Perle des Tages

Datum: 07.07.2011 | Autor: Elke | Kategorien: Armut in der Kunst der Moderne, Perle des Tages | Keine Kommentare »

Der heißgeliebte > Perlentaucher bringt in der Bücherschau folgende Zusammenfassung meines Artikels in der > Frankfurter Rundschau vom 08.07.2011: “Das Thema Armut und Kunst scheint Rezensentin Elke Brüns verbunden mit einer Fülle von Fragen, widersprüchlichen Meinungen und ambivalenten Gefühlen. Der von Franziska Eißner und Michael Scholz-Hänsel herausgegebene Sammelband über ‘Armut in der Kunst der Moderne’ offeriert für sie in thematischen Schwerpunkten ein breites Spektrum künstlerischer Auseinandersetzung mit Armut, die den Betrachter herausfordern. Er verdeutlicht ihres Erachtens, dass Armutsrepräsentationen in der Kunst immer wieder ‘Fragen nach dem Zusammenhang von Ethik, Ästhetik und Engagement’ aufwerfen. Neben den Armutsdarstellungen bei Zille und Käthe Kollwitz hebt sie die Fotoarbeiten von Dorothea Lange, Martin Parr und Boris Mikhailov sowie die Installationen von Santiago Sierra hervor. Deren so unterschiedliche Werke und Ansätze bei der Darstellung von Armut machen für die Rezensentin eines klar: dass Armut eine ’spezifisch ästhetische Herausforderung’ darstellt und zwar ‘nicht nur für Künstler, sondern für alle’.”  Hätte ich nicht besser sagen können- vielen Dank an die Perlentaucher_innen!
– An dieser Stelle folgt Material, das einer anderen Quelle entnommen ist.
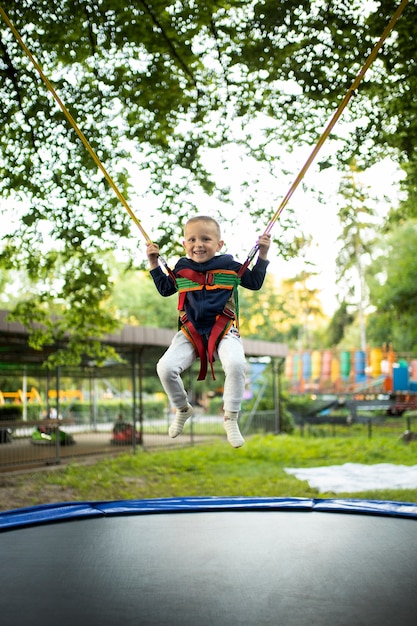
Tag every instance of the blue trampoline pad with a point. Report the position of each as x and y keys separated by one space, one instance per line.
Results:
x=211 y=561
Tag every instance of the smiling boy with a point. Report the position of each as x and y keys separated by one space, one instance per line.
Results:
x=207 y=283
Gelesen: Armut in der Kunst der Moderne

Datum: 30.06.2011 | Autor: Elke | Kategorien: Armut in der Kunst der Moderne, Rezensionen | 2 Kommentare »
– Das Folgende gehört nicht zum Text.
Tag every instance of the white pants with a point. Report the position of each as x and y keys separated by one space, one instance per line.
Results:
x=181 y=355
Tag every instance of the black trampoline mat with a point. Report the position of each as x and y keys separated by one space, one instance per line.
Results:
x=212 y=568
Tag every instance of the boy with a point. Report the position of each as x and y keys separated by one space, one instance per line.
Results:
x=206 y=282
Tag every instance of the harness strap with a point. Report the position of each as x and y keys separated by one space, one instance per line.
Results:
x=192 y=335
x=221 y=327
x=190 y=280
Armut in der Kunst der Moderne – so der Titel einer Publikation, die es erstmals unternimmt, den Gegenstand systematisch darzustellen (dazu hier auch Beiträge von >Rudolf Frieling und >Jörg Heiser). Der von >Franziska Eißner und >Michael Scholz-Hänsel herausgegebene Band zeichnet ein weites Spektrum nach, das, aufbauend auf den Beiträgen des Kunsthistorikers Scholz-Hänsel zur Armutsikonografie seit der Frühen Neuzeit und des  Sozialwissenschaftlers >Stephan Lessenich zur Armutsproblematik, vor allem das 20. und 21. Jahrhundert in den Blick nimmt.
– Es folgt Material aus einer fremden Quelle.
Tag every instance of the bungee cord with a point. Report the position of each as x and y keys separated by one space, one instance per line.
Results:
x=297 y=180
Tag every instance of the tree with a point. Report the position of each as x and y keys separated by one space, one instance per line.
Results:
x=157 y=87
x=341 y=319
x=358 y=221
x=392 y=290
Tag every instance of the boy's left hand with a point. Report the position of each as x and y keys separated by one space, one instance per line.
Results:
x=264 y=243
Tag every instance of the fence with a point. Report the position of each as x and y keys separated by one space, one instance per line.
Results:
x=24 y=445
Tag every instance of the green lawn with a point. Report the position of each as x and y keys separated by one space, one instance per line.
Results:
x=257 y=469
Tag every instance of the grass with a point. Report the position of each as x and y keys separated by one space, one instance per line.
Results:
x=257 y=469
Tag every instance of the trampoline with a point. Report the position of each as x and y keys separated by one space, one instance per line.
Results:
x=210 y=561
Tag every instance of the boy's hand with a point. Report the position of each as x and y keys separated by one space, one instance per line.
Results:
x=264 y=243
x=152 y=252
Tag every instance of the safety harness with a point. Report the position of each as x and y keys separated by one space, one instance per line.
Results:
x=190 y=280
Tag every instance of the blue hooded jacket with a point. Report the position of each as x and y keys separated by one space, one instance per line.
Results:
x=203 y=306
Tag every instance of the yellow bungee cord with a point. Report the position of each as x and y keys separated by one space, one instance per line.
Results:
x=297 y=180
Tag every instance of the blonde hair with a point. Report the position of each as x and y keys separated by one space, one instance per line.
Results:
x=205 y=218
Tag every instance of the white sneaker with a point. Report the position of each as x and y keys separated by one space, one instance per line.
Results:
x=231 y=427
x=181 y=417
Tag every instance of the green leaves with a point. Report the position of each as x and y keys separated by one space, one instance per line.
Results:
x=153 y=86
Dabei stellen sich naturgemäß immer wieder Fragen nach Ethik und Engagement: so etwa in den Serien der Farm Security Administration während der Großen Depression in den USA, die Armen als blitzblanke und saubere Bürger ablichtete.

Ein besonders schönes Beispiel ist die „Migrant Mother“ von Dorothea Lange, die in diesem Kontext entstand:

Für dieses Bild „brauchte sie laut ihrer Aussage keine zehn Minuten, um den Acker mit dem improvisierten Zelt der Familie wieder verlassen zu können. Sie hatte sechs Varianten der gleichen Szenerie im Gepäck, mit denen sie sich immer näher an die Frau herangetastet hat, allerdings nicht einmal ihren Namen in Erfahrungbringt.” Den Rest auf dem Weg zur mariengleichen Ikone der Armut besorgte das Fotolabor.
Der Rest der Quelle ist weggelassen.